I came up with a way to "make it work" with the current approach, but it's super awkward. I would prefer to just do XXfallback correctly, which would actually be pretty easy in Go, since it's supported by https://github.com/flynn/noise, which I've discovered is much nicer to work with than the Noise Explorer code.

There is a new complication introduced by doing XXfallback correctly though. When Bob is responding to an incoming handshake, he needs to determine whether it's an IK or XX attempt. Right now, we always try IK, then fallback if that fails. However, if XX and XXfallback aren't directly compatible, that won't work. Alice will send an XX message, but get an XXfallback response.

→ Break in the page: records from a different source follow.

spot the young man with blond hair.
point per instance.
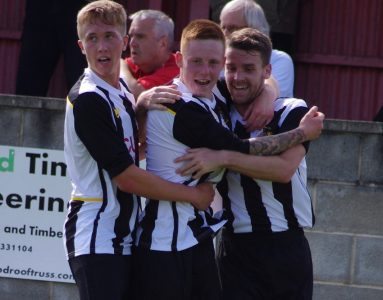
(101, 152)
(177, 237)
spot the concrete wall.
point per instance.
(346, 183)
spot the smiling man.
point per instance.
(151, 61)
(101, 152)
(177, 236)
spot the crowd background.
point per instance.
(336, 55)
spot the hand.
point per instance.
(156, 96)
(261, 110)
(312, 123)
(206, 196)
(199, 161)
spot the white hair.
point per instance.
(253, 14)
(164, 25)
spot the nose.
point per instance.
(237, 75)
(102, 45)
(132, 41)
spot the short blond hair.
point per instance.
(106, 11)
(201, 29)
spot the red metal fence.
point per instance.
(338, 54)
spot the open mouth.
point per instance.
(239, 87)
(103, 59)
(202, 82)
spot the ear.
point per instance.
(267, 71)
(164, 42)
(179, 59)
(79, 42)
(125, 41)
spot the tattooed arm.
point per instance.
(309, 128)
(277, 168)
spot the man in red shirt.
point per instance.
(151, 61)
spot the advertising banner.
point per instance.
(34, 191)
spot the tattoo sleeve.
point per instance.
(275, 144)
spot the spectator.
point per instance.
(238, 14)
(49, 31)
(151, 62)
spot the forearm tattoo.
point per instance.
(275, 144)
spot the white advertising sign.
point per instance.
(34, 191)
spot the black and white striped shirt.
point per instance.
(189, 123)
(263, 206)
(100, 141)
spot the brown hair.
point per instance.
(249, 40)
(201, 29)
(106, 11)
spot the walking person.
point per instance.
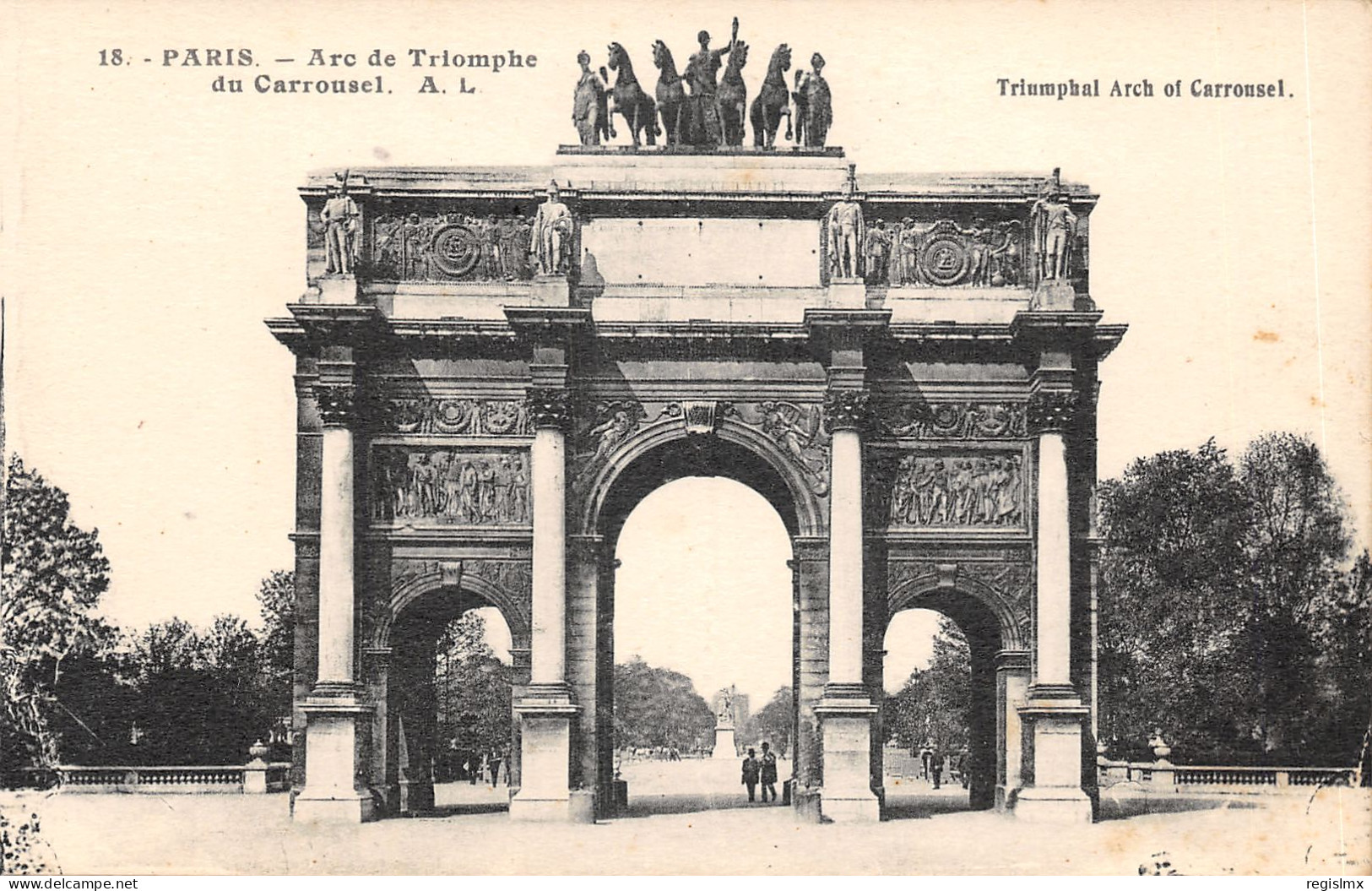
(768, 774)
(751, 774)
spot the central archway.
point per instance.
(654, 456)
(704, 647)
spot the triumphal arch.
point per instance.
(494, 366)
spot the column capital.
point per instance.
(338, 404)
(1051, 410)
(847, 410)
(548, 406)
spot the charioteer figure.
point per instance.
(702, 73)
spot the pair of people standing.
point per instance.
(761, 770)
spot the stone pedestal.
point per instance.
(1055, 796)
(847, 794)
(1054, 296)
(1011, 695)
(545, 715)
(550, 290)
(724, 746)
(254, 777)
(847, 294)
(331, 791)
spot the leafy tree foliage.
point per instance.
(54, 575)
(1225, 617)
(276, 599)
(202, 696)
(659, 707)
(773, 722)
(474, 688)
(935, 706)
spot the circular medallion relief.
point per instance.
(456, 250)
(944, 260)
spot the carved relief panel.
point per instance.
(797, 430)
(450, 246)
(457, 416)
(450, 486)
(983, 489)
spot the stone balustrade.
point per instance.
(254, 777)
(1205, 779)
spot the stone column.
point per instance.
(333, 711)
(847, 710)
(546, 707)
(1054, 707)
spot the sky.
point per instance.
(151, 224)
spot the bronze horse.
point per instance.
(629, 99)
(733, 95)
(773, 102)
(671, 96)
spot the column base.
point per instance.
(334, 810)
(1053, 805)
(1057, 718)
(845, 720)
(545, 794)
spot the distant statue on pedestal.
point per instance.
(724, 744)
(552, 234)
(726, 709)
(847, 234)
(339, 217)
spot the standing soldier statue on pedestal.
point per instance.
(339, 217)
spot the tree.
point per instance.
(659, 707)
(54, 575)
(201, 695)
(935, 706)
(474, 688)
(773, 722)
(1224, 612)
(276, 599)
(1172, 599)
(1295, 544)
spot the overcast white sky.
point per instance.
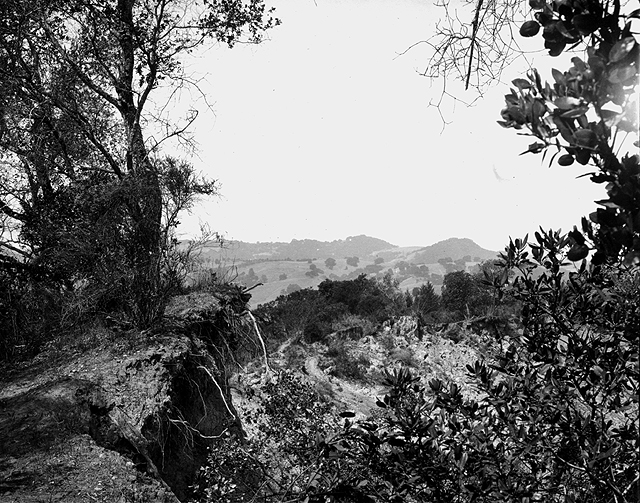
(323, 132)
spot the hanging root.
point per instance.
(264, 347)
(213, 379)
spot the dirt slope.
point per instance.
(127, 421)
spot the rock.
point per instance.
(134, 426)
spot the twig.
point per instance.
(219, 389)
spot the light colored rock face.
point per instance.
(126, 421)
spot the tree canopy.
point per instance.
(84, 188)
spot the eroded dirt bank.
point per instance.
(129, 420)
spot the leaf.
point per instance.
(558, 76)
(621, 74)
(529, 28)
(565, 160)
(535, 148)
(522, 84)
(585, 23)
(575, 113)
(566, 102)
(578, 252)
(585, 138)
(621, 49)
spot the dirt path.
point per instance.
(357, 397)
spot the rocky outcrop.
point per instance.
(129, 420)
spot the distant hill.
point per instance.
(455, 248)
(359, 246)
(279, 267)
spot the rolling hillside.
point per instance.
(279, 268)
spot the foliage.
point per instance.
(424, 302)
(85, 198)
(463, 295)
(585, 115)
(345, 363)
(353, 261)
(279, 460)
(557, 417)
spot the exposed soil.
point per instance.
(128, 420)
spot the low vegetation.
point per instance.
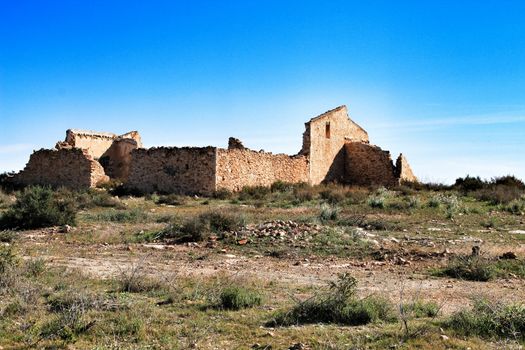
(490, 319)
(340, 305)
(39, 207)
(166, 271)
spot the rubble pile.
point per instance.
(276, 229)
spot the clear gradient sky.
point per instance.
(441, 81)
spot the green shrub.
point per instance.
(197, 229)
(236, 298)
(171, 199)
(498, 194)
(305, 194)
(510, 181)
(5, 200)
(339, 304)
(470, 183)
(8, 260)
(333, 194)
(516, 206)
(282, 186)
(8, 236)
(420, 309)
(222, 193)
(414, 202)
(35, 267)
(39, 207)
(328, 213)
(490, 319)
(131, 215)
(96, 198)
(254, 192)
(376, 202)
(434, 201)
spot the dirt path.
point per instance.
(390, 280)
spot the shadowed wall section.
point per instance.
(183, 170)
(323, 143)
(237, 168)
(74, 168)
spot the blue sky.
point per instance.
(441, 81)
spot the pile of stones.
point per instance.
(277, 230)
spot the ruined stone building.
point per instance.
(335, 149)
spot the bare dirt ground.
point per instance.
(385, 278)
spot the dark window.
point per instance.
(104, 161)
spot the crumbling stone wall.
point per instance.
(334, 149)
(184, 170)
(368, 165)
(323, 142)
(96, 143)
(74, 168)
(117, 159)
(237, 168)
(403, 171)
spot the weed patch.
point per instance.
(39, 207)
(339, 304)
(490, 319)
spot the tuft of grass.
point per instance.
(171, 199)
(8, 236)
(328, 213)
(516, 206)
(340, 305)
(490, 319)
(238, 297)
(199, 228)
(254, 193)
(130, 215)
(222, 193)
(5, 200)
(39, 207)
(421, 309)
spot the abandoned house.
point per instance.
(335, 149)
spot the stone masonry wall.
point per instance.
(73, 168)
(97, 143)
(368, 165)
(237, 168)
(403, 170)
(117, 159)
(185, 170)
(324, 140)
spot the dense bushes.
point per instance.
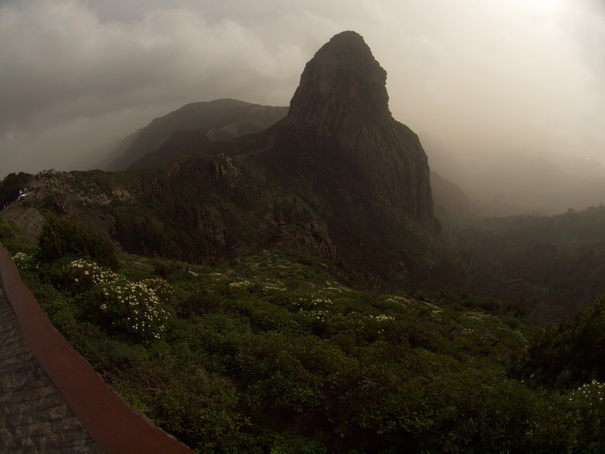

There are two ways that I can think to deal with that.

  1. The initial IK message is larger than the minimum size of an initial XX message, so we could distinguish between them based on size, instead of always trying to decrypt as IK. Then Alice would never receive an XXfallback response to an XX message.

  2. We always use XXfallback, even for full 1.5 RTT "XX-style" handshakes. For the full handshake, Alice generates a new ephemeral key and sends it over the wire, but doesn't incorporate the outgoing message into her handshake state. Bob reads the key and initiates an XXfallback handshake to Alice, using the key he read as pre-message knowledge. Alice initiates her handshake as an XXfallback responder, using the key she generated as her local ephemeral key. This XXfallback all the time pattern is described in the handshake indistinguishability section of the Noise framework spec.

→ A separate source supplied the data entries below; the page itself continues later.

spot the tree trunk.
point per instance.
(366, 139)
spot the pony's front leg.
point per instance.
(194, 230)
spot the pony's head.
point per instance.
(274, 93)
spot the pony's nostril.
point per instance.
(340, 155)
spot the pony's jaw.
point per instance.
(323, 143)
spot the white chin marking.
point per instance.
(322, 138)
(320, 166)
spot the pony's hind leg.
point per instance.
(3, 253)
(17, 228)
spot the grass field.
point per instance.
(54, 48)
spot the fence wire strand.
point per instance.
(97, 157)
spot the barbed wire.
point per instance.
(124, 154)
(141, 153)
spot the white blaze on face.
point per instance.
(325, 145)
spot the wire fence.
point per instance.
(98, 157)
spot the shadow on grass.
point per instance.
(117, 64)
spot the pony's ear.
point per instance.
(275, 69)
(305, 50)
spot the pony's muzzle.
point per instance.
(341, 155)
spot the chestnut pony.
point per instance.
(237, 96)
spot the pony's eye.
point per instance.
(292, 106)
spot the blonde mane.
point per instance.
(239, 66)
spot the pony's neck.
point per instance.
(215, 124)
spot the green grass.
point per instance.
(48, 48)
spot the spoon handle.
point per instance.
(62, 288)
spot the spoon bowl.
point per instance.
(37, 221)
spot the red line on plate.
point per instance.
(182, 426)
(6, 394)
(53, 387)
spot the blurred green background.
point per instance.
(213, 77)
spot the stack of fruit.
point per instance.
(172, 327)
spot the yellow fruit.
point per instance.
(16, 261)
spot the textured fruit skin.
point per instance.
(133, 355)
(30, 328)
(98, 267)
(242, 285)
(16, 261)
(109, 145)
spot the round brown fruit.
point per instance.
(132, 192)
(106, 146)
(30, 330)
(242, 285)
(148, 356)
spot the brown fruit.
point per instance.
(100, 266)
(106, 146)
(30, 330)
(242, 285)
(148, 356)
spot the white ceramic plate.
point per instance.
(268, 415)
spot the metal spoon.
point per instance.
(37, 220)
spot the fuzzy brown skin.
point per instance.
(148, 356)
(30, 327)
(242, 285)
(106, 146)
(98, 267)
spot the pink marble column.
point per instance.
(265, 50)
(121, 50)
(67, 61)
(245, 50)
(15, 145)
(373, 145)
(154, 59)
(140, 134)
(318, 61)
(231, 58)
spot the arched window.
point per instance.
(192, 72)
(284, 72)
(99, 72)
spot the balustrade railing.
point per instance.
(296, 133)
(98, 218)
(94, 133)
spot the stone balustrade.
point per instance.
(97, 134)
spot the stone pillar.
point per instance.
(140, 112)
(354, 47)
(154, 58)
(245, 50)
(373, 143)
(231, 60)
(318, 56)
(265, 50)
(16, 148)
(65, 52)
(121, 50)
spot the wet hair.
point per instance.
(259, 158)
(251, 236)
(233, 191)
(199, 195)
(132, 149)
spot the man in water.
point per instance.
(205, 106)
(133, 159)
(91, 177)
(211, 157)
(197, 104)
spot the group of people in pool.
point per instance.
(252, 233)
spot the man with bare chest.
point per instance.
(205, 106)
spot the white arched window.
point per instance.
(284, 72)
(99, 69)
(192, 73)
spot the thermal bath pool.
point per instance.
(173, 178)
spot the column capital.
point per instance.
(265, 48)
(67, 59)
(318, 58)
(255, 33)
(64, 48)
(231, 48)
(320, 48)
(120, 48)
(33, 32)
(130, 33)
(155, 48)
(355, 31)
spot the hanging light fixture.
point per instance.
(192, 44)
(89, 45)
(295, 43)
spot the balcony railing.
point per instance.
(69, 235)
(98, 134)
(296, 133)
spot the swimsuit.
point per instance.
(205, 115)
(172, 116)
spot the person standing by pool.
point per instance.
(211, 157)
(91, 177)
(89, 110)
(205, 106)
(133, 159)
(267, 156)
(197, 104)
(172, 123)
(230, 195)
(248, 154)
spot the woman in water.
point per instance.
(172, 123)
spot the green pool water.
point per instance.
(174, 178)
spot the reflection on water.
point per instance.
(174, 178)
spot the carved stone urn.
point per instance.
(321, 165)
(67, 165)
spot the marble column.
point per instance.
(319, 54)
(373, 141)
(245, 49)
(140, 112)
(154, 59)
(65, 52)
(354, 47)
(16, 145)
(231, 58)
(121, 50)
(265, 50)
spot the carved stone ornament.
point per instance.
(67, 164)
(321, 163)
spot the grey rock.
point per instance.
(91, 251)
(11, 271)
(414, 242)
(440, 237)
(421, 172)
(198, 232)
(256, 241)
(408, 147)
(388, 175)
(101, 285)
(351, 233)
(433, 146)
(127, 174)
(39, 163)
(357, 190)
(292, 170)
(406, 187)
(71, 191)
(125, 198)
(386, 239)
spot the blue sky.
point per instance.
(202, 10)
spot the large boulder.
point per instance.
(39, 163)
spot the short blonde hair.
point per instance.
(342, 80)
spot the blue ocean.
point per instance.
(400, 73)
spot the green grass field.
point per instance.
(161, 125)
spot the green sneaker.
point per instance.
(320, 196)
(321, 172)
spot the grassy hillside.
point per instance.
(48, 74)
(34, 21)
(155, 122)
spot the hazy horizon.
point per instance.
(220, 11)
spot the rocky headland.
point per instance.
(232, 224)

If we don't care about handshake indistinguishability (whether outside observers can guess whether we're doing XX or IK), then option 1 is easy. It's also nice because not all Noise libraries support fallback patterns. If we distinguish based on message size, we could still use those libraries and just not implement Noise Pipes, and we'd still be compatible with peers that do support Pipes.

With option 2, everyone has to support XXfallback whether they support Noise Pipes or not.

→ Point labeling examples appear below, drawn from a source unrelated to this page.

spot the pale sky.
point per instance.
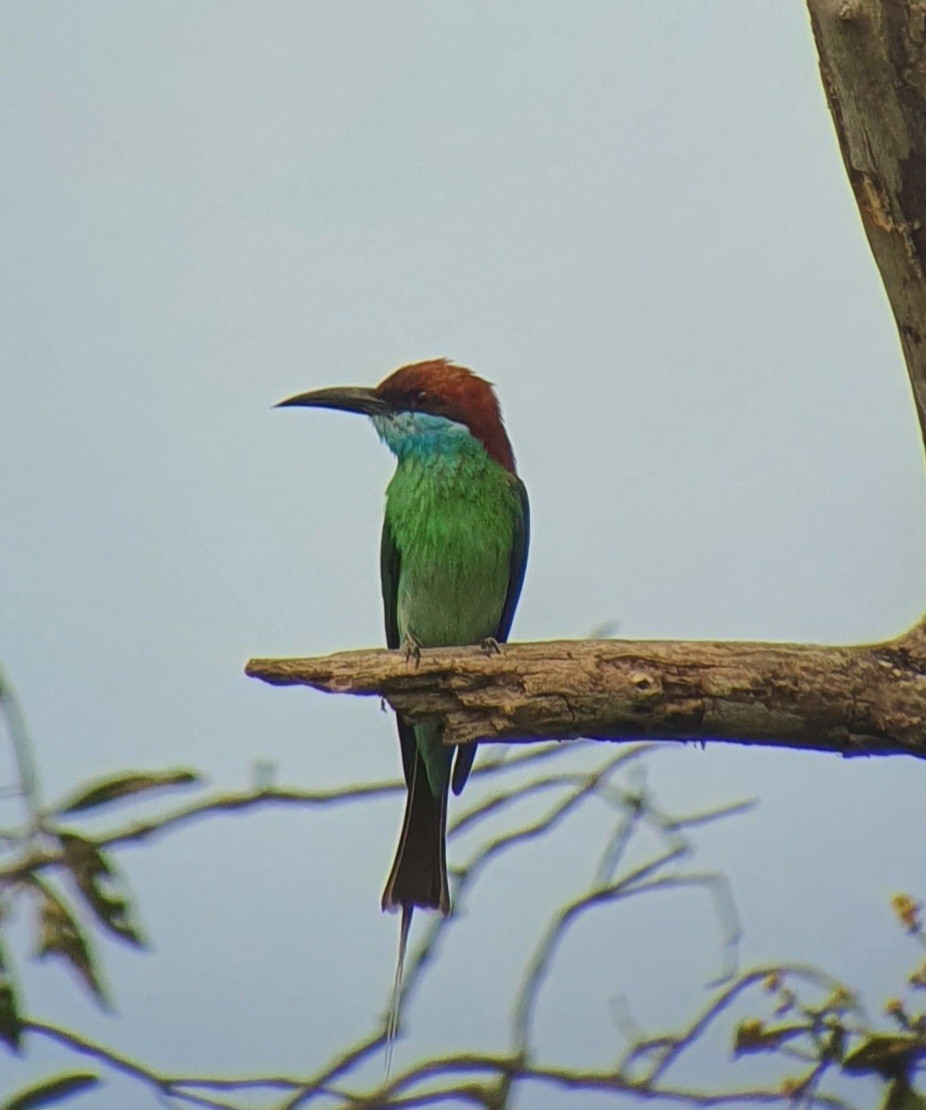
(633, 219)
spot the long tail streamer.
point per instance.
(392, 1026)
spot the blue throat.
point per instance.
(421, 435)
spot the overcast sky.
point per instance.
(633, 218)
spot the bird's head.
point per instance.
(426, 406)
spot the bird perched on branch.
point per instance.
(453, 553)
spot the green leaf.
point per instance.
(96, 877)
(886, 1053)
(60, 935)
(52, 1090)
(116, 787)
(754, 1036)
(10, 1022)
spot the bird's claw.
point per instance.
(412, 649)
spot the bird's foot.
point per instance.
(412, 649)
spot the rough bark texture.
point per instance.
(854, 700)
(873, 66)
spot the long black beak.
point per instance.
(349, 399)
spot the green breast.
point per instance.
(453, 521)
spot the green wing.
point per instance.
(516, 567)
(390, 565)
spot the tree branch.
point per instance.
(873, 67)
(853, 700)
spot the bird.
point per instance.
(452, 561)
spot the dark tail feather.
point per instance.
(419, 876)
(392, 1025)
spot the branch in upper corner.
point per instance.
(873, 66)
(853, 700)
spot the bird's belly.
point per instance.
(453, 592)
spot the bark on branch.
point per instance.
(873, 66)
(868, 699)
(854, 700)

cc the noise spec interest group: @raulk, @tomaka, @romanb, @shahankhatch, @Mikerah, @djrtwo, @dryajov, @mpetrunic, @AgeManning, @morrigan, @araskachoi, @mhchia

yusefnapora commented 4 years ago

Just to clarify, above when I say that doing XXfallback correctly makes it not "compatible" with XX, I mean that if Alice initiates an XX handshake to Bob, Bob can't reply with an XXfallback message, because the protocol name affects the handshake hash and Alice won't be able to decrypt the reply unless she also reinitializes her handshake state to use the XXfallback pattern.

In short, if XX and XXfallback are distinct patterns, and we support both of them, both parties need to agree on which one is being used.

I'm going to try writing up all the Noise Pipes scenarios to see if it's possible to determine what to use based on message size (option 1 from above).

No one supports Noise Pipes

This one is easy, since there's no fallback involved or decisions to make.

Alice and Bob both support Pipes

This works, since an initial XX message is smaller than an initial IK message, and Bob can always know how to respond. Bob always responds to an XX message with XX, and responds to IK with either IK or XXfallback.

Alice does not support Pipes, but Bob does

This one works fine, since Bob can tell whether to send XX, and Alice will never initiate an IK to Bob.

Alice supports Pipes, but Bob does not

This is the problematic case. If XX and XXfallback are two distinct and incompatible protocols, Alice could receive three possible responses to an attempted IK handshake:

There doesn't seem to be way for Alice to distinguish the latter two cases from each other based on the message content.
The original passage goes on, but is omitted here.